No me puedo resistir a darle un giro a las siglas de la asignatura, porque SCR inevitablemente me sugiere la raíz de SaCeR ("sagrado"; "santo") y SaCRum (entre otras cosas, "acto religioso", "misterios"). El sentido original iría por el asunto de ofrecer o dedicar algo de este mundo a una instancia superior. Osea, consagrar un espacio o un tiempo a lo misterioso, expresando así la dualidad en la que el hombre "post-edénico" se encuentra. (En realidad, en Realidad, no existe diferencia entre lo sagrado y lo profano, pero sí en nuestra percepción de la realidad. En ese sentido, la ausencia de lo sagrado sólo podría significar dos cosas: o que se ha recuperado -o aún no se ha perdido- la conciencia de la Realidad, o que se niega la existencia de lo misterioso desde una posición ciega encapsulada en uno de los dos términos de la falsa dualidad, el profano).

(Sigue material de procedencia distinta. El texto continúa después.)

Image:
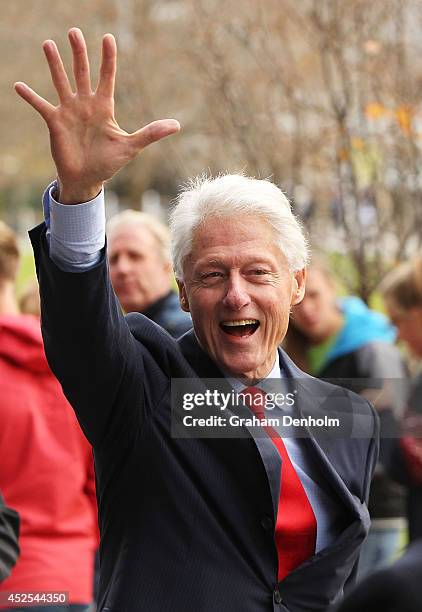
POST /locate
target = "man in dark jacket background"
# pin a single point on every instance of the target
(141, 270)
(344, 341)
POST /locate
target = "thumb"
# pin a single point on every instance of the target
(153, 132)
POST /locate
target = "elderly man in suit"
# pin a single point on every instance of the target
(237, 520)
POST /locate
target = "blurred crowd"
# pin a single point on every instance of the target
(48, 527)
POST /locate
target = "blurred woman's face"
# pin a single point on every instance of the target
(409, 327)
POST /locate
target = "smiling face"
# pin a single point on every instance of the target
(239, 290)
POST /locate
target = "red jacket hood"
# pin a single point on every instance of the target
(21, 342)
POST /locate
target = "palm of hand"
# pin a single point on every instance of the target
(87, 144)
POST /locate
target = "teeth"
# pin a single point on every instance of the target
(241, 322)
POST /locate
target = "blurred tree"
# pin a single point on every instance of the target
(323, 96)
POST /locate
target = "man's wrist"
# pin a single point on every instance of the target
(76, 194)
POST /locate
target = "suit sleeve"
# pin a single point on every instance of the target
(89, 347)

Dando un giro a la asignatura podría ser algo así como... ¿"Educación del sentido de lo sagrado"? Je je...

Mujerabedul -

Muy acertada diferenciación entre estos "géneros", Logan. Lo curioso es que haya aún simbolismo y adecuación en las historias tradicionales cuando conocemos como fueron compuestas algunas de ellas: casi parece fruto de la casualidad que la transmisión haya preservado ciertos núcleos simbólicos de esas narrativs, después de arrollar y despedazar el resto.
¿Me permitirás utilizar alguna de tus historias y opiniones en mis clases de SCR este año? Descuida, que no escandalarizarán mucho, porque el alumnado es de 1º ESO
SCR vale para "Sociedad Cultura y Religión" o para ¡SoCoRroooo!